Predictive maintenance programs (PDM) are increasingly being adopted by asset owners across the globe to meet with demands that the industry poses. The major challenges are the losses incurred due to machine downtime and general asset management when in a non-utilizable capacity.
A Predictive maintenance program helps provide predictions that aid in forecasting when all a machine downtime can occur, especially useful in time-critical industries.
So how can a prediction be done accurately?
The answer is historical data. The performance of a machine is monitored and noted along with calibration data, infrared imaging, and vibration analysis, all of which combined help in the process of prediction. The knowledge of downtime beforehand saves the industry money and time as these downtimes can be incorporated during downtime in production.
The challenge faced with an extensive check or diagnostic analysis of equipment collecting historical data is that of time again. In an industry, such a process would end up costing more time than an actual downtime for the equipment. The solutions to tackle this problem are many.
Laser calibration equipment brings out a faster way of running quick checks on machines providing an early hawk eye view on machines, even without having to remove them from their covers. This quick check method along with a standard PDM procedure can help bring down machine downtimes to a minimum, which is by far the most sought-after end goal in asset management and calibration industries.

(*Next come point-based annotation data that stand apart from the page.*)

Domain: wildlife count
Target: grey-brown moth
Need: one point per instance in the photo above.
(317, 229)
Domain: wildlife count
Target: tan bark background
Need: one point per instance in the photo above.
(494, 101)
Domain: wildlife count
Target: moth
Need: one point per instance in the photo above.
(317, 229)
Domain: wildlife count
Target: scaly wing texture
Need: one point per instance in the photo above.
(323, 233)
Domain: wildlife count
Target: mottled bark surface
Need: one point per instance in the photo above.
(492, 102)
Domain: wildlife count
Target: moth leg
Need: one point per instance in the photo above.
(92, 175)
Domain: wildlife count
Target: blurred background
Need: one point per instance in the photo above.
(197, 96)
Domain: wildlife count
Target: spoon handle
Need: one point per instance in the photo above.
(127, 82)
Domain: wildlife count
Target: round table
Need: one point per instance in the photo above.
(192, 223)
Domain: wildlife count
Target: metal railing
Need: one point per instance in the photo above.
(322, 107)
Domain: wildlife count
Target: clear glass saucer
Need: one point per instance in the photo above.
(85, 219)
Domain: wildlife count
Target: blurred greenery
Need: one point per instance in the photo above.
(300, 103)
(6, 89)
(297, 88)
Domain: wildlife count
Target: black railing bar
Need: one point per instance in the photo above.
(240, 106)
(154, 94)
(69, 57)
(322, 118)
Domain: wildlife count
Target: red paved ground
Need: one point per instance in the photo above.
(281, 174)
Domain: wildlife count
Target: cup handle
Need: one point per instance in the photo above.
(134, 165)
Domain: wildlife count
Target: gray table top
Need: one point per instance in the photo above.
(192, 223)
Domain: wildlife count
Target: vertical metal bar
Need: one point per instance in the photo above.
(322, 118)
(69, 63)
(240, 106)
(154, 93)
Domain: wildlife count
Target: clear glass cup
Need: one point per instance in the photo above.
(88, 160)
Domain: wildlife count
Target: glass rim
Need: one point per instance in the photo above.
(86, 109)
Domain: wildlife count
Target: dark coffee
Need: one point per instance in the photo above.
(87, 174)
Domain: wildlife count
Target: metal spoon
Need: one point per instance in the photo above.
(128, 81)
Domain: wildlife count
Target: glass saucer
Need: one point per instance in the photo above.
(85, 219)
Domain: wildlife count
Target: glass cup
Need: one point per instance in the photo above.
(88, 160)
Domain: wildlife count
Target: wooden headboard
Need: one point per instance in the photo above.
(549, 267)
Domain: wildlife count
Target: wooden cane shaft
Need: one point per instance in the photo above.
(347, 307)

Let us look at a detailed example of how these procedures combined help drives us to our desired end goal.
The industry thrives to maintain high-quality standards that drive the faster application of predictive analytics in asset management. Let us take the case of a machine that is calibrated every six months and has an error tolerance of 2%. After 3 checks, it is noticed that this error tolerance constantly occurs. Such a process gives us an insight and helps predict that, the machine even though stable requires to be calibrated every 6 months. The basis of the prediction, based on historical data helps plan on downtimes related to this machine. The industry also utilizes vibration analysis of various machine parts to further analyze the functionality along with wear and tear that could then be used to make informed decisions. A quick check mechanism is also introduced to further fasten the process of proper prediction, wherein infrared rays are played across corners of the machine to map and understand any visible flaws under the cover itself. Such a process itself provides an early deduction and helps document flaws that could play a major role in equipment downtime down the line.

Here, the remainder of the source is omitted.